Допустим, дед Генрих любил бабку Алму не меньше, чем Данте свою Беатриче. Но тот хоть посвящал своей итальянке стихи о любви. А в «собрании сочинений» деда Роберту не попалось о любви ни строчки. Да и какая там любовь в тех условиях? Начинался новый день – и одному Богу было известно, доживешь ли ты до его конца. Либо пристрелит солдат в ушанке и валенках «при попытке к бегству», либо не дотянешь до вечера по причине истощения и приобретенной на российских просторах болячки, ставшей хронической.
Впрочем, какие валенки и ушанка, если в стихах – жара и зной, и иссушающие ветра? Хотя, ведь и зимы там у них, наверное, бывают тоже? Велика Россия.
А потом, может, до ухода на фронт дед в своем раннем творчестве и писал бабке Алме стихи о любви, и были они не столь корявы, как в творчестве позднего периода – о русских пейзажах? Жаль, конечно, что эта страница жизни его предков для него закрыта навсегда. Никогда не приходило бабке в голову делиться с внуком подробностями своей семейной жизни с немцем. Может, отцу что-то и рассказывала. Отец тоже этой темы никогда не развивал. Не те были времена.
Впав в лирическое настроение (или уже привыкнув за день к блокноту с дедовым поэтическим наследием) Роберт решил, что все же обязан сохранить реликвию для потомства. Когда-нибудь оно все равно будет, не век же ему в холостяках ходить. Да и мало ли, вдруг стихи, и в самом деле, представляют какую-никакую литературную ценность. Может, возникнет желание еще раз-другой перечитать дедовы стихи, и он согласится с высокой оценкой Эрика..

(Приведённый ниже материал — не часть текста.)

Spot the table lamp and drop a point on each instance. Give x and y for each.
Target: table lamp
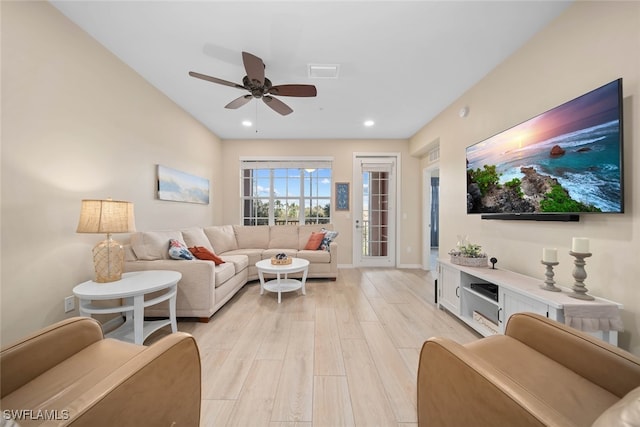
(107, 216)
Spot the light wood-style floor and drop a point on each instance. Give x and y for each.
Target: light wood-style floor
(346, 354)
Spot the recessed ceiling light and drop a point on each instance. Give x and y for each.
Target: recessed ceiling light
(323, 71)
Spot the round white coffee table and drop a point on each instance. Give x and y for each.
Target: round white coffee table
(282, 284)
(132, 288)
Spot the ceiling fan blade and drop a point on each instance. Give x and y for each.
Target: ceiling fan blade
(215, 80)
(254, 67)
(294, 90)
(277, 105)
(238, 102)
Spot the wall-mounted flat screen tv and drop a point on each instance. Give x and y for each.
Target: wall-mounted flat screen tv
(566, 160)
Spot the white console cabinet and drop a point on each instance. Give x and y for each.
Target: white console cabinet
(514, 292)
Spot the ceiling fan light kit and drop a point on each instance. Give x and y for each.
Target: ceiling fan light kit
(260, 87)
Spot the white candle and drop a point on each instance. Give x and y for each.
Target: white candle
(580, 245)
(550, 255)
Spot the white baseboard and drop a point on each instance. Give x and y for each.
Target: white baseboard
(413, 266)
(345, 265)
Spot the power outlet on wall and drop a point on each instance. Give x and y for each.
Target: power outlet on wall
(69, 304)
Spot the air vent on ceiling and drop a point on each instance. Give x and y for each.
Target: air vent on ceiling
(323, 71)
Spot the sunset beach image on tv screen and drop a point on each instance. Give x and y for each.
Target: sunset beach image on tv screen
(568, 159)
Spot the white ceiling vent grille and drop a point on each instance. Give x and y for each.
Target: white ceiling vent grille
(324, 71)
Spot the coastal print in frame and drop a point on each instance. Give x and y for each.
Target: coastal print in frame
(179, 186)
(342, 196)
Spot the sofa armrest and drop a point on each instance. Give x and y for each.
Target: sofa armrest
(24, 360)
(159, 386)
(456, 388)
(584, 354)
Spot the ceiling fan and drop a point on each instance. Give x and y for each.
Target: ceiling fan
(260, 87)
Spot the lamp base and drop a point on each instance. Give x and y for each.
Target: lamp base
(108, 261)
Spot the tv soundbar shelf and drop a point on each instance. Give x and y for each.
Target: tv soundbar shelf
(515, 293)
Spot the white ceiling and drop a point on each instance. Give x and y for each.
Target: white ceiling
(401, 63)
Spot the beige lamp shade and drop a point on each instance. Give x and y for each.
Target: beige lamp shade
(107, 216)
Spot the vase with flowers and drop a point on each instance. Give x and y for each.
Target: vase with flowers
(468, 254)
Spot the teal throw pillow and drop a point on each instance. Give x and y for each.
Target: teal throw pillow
(178, 250)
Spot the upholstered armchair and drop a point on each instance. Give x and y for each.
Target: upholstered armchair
(539, 373)
(69, 374)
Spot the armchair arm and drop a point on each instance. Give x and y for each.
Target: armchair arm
(159, 386)
(456, 388)
(588, 356)
(21, 362)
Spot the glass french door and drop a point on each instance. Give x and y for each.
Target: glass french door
(374, 214)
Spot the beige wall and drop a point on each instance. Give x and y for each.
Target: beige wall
(342, 152)
(589, 45)
(78, 123)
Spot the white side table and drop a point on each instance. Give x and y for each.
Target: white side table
(282, 284)
(132, 288)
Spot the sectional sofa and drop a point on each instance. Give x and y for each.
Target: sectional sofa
(205, 287)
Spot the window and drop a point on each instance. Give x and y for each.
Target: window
(280, 192)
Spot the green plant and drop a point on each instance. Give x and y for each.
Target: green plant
(558, 200)
(468, 250)
(514, 184)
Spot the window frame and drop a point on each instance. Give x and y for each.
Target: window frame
(310, 173)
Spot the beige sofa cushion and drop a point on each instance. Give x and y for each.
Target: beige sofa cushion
(252, 237)
(153, 245)
(624, 413)
(240, 262)
(315, 257)
(283, 237)
(195, 236)
(224, 272)
(222, 238)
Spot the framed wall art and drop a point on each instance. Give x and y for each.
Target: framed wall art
(179, 186)
(342, 196)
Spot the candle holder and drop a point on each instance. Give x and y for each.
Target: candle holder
(549, 283)
(579, 274)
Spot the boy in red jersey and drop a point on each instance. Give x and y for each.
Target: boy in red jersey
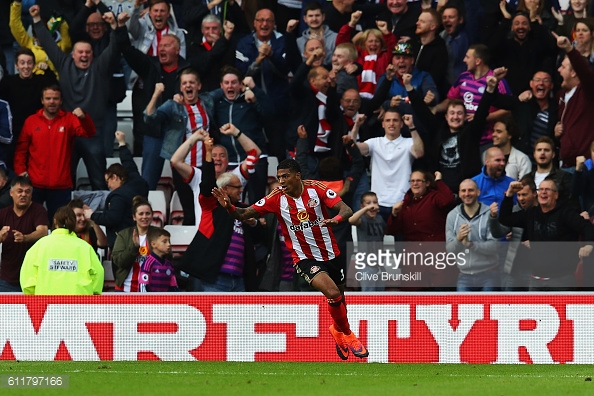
(300, 206)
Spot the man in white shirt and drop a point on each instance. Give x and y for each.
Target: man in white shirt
(391, 158)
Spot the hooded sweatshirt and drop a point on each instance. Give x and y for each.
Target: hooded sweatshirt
(483, 254)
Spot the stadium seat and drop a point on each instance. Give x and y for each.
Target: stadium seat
(176, 213)
(181, 237)
(157, 200)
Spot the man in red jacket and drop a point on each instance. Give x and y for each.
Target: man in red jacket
(44, 149)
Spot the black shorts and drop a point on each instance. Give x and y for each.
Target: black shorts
(308, 269)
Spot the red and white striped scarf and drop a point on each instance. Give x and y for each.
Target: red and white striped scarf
(198, 151)
(368, 78)
(154, 48)
(324, 127)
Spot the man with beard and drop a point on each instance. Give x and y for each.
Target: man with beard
(22, 91)
(517, 164)
(530, 48)
(180, 117)
(88, 25)
(401, 18)
(44, 149)
(535, 111)
(492, 181)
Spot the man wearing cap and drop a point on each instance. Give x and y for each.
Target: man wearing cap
(529, 48)
(403, 59)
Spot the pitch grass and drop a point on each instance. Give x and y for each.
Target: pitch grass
(328, 379)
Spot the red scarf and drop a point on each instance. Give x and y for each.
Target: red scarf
(196, 155)
(324, 127)
(368, 77)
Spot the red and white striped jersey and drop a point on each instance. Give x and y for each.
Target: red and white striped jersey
(301, 220)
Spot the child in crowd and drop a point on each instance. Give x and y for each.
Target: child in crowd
(370, 235)
(157, 273)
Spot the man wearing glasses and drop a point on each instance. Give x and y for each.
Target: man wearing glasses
(552, 264)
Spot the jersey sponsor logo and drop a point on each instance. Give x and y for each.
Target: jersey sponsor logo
(63, 265)
(468, 97)
(302, 215)
(305, 225)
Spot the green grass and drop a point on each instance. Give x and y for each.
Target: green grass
(328, 379)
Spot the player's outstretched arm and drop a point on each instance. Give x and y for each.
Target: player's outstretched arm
(235, 212)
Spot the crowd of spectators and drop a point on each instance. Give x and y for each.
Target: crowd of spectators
(425, 116)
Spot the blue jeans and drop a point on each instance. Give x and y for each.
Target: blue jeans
(224, 283)
(6, 287)
(93, 155)
(54, 199)
(484, 281)
(152, 162)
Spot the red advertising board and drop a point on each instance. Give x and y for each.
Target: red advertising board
(411, 327)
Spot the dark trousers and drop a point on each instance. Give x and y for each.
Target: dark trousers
(54, 199)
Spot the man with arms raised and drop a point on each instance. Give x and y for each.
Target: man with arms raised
(301, 209)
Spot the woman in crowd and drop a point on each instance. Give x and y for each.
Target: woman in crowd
(87, 229)
(61, 263)
(131, 247)
(584, 38)
(421, 217)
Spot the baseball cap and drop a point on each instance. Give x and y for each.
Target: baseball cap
(403, 49)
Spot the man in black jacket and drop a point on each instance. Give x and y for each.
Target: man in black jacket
(552, 265)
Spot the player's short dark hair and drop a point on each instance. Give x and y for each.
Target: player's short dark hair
(481, 51)
(367, 194)
(191, 71)
(289, 164)
(528, 181)
(155, 233)
(547, 140)
(330, 169)
(231, 70)
(76, 203)
(23, 51)
(65, 218)
(51, 87)
(118, 170)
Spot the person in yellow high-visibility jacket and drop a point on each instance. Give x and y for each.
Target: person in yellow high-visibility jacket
(61, 263)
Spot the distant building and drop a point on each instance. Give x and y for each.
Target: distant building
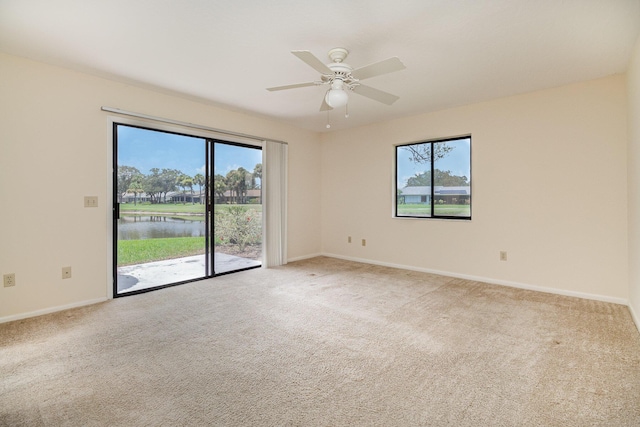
(447, 195)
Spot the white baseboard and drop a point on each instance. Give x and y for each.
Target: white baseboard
(635, 317)
(50, 310)
(518, 285)
(300, 258)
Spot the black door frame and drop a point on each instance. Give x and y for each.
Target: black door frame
(209, 212)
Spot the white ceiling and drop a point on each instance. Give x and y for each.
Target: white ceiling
(228, 51)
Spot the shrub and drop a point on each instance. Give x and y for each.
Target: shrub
(237, 225)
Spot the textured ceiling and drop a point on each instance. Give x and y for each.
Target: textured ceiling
(228, 51)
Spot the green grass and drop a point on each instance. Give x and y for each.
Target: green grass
(425, 210)
(178, 208)
(149, 250)
(162, 208)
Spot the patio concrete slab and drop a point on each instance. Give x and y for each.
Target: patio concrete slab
(143, 276)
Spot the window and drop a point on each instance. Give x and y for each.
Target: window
(433, 179)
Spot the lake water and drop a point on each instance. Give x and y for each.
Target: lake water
(138, 227)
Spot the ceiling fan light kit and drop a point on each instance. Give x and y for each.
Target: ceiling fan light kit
(336, 96)
(341, 77)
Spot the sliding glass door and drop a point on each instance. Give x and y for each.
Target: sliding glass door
(185, 208)
(237, 212)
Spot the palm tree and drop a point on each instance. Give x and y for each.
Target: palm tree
(199, 181)
(136, 187)
(220, 186)
(257, 174)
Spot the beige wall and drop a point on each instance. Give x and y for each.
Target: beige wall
(633, 84)
(549, 182)
(54, 150)
(549, 177)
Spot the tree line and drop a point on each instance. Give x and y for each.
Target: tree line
(159, 182)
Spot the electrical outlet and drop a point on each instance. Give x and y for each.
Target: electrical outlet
(90, 201)
(9, 280)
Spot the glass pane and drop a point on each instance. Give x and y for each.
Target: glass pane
(413, 180)
(237, 214)
(451, 176)
(160, 191)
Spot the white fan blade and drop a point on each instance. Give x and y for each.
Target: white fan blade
(376, 94)
(325, 106)
(311, 60)
(383, 67)
(291, 86)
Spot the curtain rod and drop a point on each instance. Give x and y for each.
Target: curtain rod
(189, 125)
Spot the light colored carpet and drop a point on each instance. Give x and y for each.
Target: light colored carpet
(325, 342)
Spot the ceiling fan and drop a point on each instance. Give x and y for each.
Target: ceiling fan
(342, 78)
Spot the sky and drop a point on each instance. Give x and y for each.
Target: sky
(146, 149)
(457, 161)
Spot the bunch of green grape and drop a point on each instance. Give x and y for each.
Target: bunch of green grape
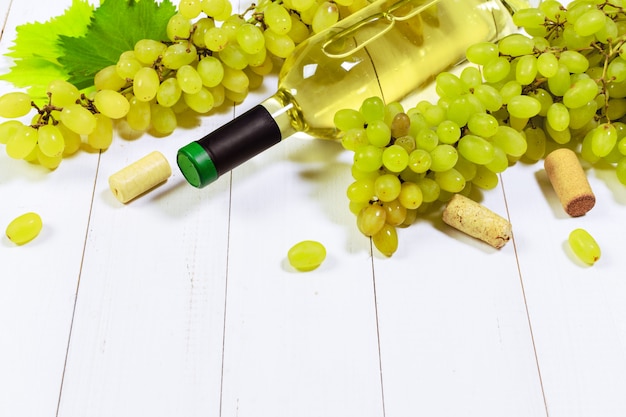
(560, 84)
(212, 55)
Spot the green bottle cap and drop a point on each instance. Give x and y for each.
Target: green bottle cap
(196, 165)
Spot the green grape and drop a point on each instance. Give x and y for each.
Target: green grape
(387, 187)
(544, 98)
(584, 246)
(127, 65)
(496, 70)
(547, 64)
(299, 30)
(489, 96)
(78, 119)
(188, 79)
(560, 82)
(386, 240)
(280, 45)
(378, 133)
(368, 158)
(483, 124)
(24, 228)
(15, 104)
(400, 124)
(306, 255)
(111, 103)
(616, 70)
(396, 212)
(603, 139)
(179, 54)
(395, 158)
(214, 7)
(443, 157)
(373, 108)
(419, 161)
(108, 79)
(485, 178)
(361, 190)
(216, 39)
(430, 190)
(22, 143)
(471, 78)
(250, 38)
(450, 180)
(138, 116)
(516, 44)
(148, 51)
(465, 168)
(411, 196)
(482, 53)
(8, 129)
(476, 149)
(620, 170)
(558, 117)
(276, 17)
(102, 135)
(235, 80)
(50, 140)
(163, 119)
(202, 26)
(580, 116)
(523, 106)
(371, 219)
(510, 141)
(178, 27)
(448, 85)
(201, 102)
(500, 160)
(62, 93)
(449, 132)
(233, 56)
(580, 93)
(526, 70)
(168, 93)
(346, 119)
(190, 9)
(531, 17)
(211, 71)
(575, 62)
(146, 84)
(458, 111)
(354, 139)
(509, 90)
(536, 143)
(590, 22)
(326, 15)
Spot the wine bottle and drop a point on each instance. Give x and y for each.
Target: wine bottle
(387, 49)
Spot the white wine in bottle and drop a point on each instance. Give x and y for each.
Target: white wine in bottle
(388, 49)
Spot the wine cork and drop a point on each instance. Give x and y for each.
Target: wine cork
(477, 221)
(140, 176)
(569, 182)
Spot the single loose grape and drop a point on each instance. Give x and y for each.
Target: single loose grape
(306, 255)
(584, 246)
(24, 228)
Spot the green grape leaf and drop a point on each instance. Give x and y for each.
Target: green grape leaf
(35, 50)
(115, 28)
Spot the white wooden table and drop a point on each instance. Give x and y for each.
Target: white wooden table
(181, 303)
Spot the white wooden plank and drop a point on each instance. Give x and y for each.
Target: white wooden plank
(298, 343)
(38, 281)
(577, 311)
(455, 338)
(147, 336)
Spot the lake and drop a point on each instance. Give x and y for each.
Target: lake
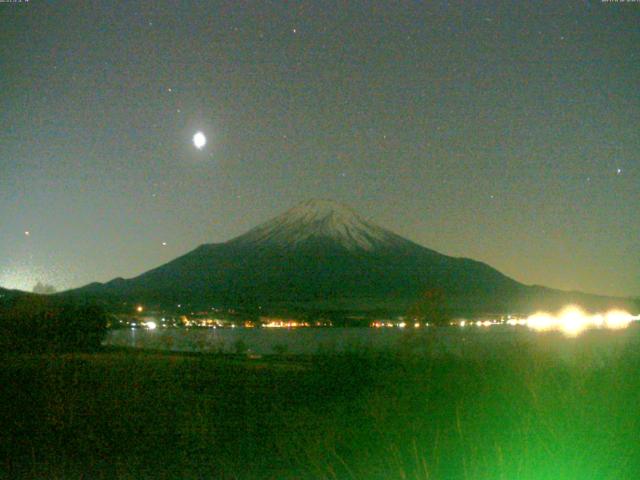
(433, 340)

Тут, конечно, надо принять во внимание, что Эрик, проводя литературные параллели, имел в виду жанр, а не художественные достоинства. «Путеводитель по аду», да!
И почивал Роберт в эту ночь прекрасно.
* * *
А господин Фишер, наоборот, невзирая на чувство исполненного долга, мучился бессонницей. Он добросовестно пытался противиться очевидному: прочел мысленно все известные ему молитвы, считал до тысячи – сначала экзотических слонов, потом родимых зайцев. Насчитал стада тех и других, а мысли блохами скакали в голове параллельно его счету, прихотливо перескакивая с одного образа на другой, с одной темы на другую. Всплеск эмоций днем в его возрасте оборачивался ночной бессонницей. Да и чужая постель в его возрасте – испытание!
Роберт Петерсон… Как они все же отличаются, эти нынешние, от нас, прежних. Это естественно, конечно. Вечная проблема недопонимания поколений, отцов и детей! Родители из лучших побуждений прессуют отпрысков, желая вырастить их свободными от собственных недостатков. Дети об этих чистых побуждениях не догадываются или не верят в них и хранят в памяти весь негатив. Порой – параллельно с чувством благодарности, а иногда – даже крепче, чем светлые воспоминания. Взрослея и мужая, и наблюдая дряхление и слабость родителей, они незаметно для себя усваивают с ними тон пренебрежительной жалости, презрительного превосходства. Это биологический реванш.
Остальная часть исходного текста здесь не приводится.